Hi all!
TL;DR
When I’m working with a model that I know is too simple (either because I’m at the first stages of an iterative process or because of external constraints) I would like to incorporate my belief in the model inaccuracy somehow in the estimations. Something like widening credible intervals to account for that distrust.
How would you go about it? I think this is not part of standard practice, perhaps because it can easily slip into arbitrary decision making, but there may be more to it. What’s your take?
Toy example
Let’s say I’m modelling delays, and I’m working with the simplest model possible, a fixed scale exponential. I’m quite certain that the scale is actually time varying, but I don’t have the time or computational resources (imagine it’s not just a exponential but a much more complex model to begin with) to handle that.
For simplicity, in the example below delays come from just two different scales, but I’m using a single scale to model them.

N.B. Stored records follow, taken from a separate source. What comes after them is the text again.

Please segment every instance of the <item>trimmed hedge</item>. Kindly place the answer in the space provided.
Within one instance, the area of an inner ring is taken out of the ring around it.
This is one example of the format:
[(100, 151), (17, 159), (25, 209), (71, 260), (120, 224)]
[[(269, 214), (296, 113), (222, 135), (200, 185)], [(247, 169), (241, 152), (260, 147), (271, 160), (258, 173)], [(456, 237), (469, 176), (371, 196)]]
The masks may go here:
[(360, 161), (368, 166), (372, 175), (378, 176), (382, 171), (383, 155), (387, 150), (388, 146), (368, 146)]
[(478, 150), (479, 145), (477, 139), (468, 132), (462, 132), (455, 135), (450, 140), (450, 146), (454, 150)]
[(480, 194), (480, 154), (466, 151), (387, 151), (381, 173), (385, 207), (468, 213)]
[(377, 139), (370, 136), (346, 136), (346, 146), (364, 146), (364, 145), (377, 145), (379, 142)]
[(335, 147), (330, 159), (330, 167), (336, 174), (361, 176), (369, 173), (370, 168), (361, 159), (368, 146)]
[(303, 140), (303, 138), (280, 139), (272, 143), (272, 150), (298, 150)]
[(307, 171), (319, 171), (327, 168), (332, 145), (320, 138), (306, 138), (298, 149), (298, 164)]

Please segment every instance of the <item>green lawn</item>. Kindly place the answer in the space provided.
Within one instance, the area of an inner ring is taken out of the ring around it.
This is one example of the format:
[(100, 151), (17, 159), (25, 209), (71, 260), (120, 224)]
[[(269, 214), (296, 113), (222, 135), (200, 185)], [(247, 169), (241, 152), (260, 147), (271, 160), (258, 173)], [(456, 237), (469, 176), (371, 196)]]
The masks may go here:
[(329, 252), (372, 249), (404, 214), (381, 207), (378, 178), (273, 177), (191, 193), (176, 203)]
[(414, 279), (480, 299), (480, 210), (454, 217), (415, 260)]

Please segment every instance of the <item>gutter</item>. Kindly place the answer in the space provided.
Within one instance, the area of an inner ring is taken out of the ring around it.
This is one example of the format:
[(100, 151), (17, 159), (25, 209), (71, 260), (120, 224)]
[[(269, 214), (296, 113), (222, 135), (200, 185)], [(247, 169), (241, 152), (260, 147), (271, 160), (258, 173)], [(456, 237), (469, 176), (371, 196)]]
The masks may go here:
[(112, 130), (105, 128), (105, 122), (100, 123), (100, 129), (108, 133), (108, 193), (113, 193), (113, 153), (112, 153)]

The idea: the model will be wrong, but not more wrong than having no model at all, so it makes sense to deploy it first and take advantage of its value while better approximations are developed.
Model code:
import numpy as np
import pymc as pm
import matplotlib.pyplot as plt
plt.style.use('ggplot')
np.random.seed(42)
scale1 = 1
scale2 = 5
samples1 = np.random.exponential(scale1, 500)
samples2 = np.random.exponential(scale2, 500)
all_samples = np.concatenate([samples1, samples2])
with pm.Model() as model:
scale = pm.HalfNormal("scale", 10)
obs = pm.Exponential('obs', scale=scale, observed=all_samples)
trace = pm.sample()
Scale posterior:
pm.plot_posterior(trace, var_names=["scale"])
The true scales are 1 and 5, while the model is quite sure that the scale is between 2.5-3. To me this is perfectly fine, the model claim is not absolute but relative, that is, it’s conditional on the parametrisation being right. “If this is the data generating process, then the scale parameter must be 2.5-3.2”. The core of my question has to do with reframing the condition that bases this statement (spoiler: I want probabilities conditional on my overall beliefs, not just on the model assumptions). This is more easily seen looking at the posterior predictive.
with model:
posterior = pm.sample_posterior_predictive(trace)
ax = pm.plot_ppc(posterior, kind="cumulative", num_pp_samples=100)
cdf_at_10 = (posterior.observed_data.sortby("obs") < 10).mean()
ax.axvline(10, linestyle="--")
ax = ax.axhline(cdf_at_10.to_array().item(), linestyle="--")
Let’s say I’m concerned with the probability of delays less than 10 (let’s say minutes). Once again, the model is quite confident the probability is between 0.94-0.96; when it’s actually 0.93. I see no problem with this, the probabilities are conditional on the model assumptions being right, which they are not.
However, I want to use the model in production nonetheless because it’s kind of useful. I’m not worried about predictions being biased, but I don’t want predictions to express overconfidence because they fail to take into account the inaccuracy introduced by simplification. I’m not interested in predictions based on just the validity of the model’s assumptions, but also on my belief with respect to such validity.
In summary, I don’t trust the model I made and I want to reflect it somehow in the predictions I get. I think this should imply wider credible intervals in predictions.
I think, historically, prudence, as one of the cardinal virtues, was the art of incorporating disbelief with respect to one’s own assumptions in one’s decisions. I’m looking for a way to make this more explicit within a Bayesian framework.
Regards,
Juan.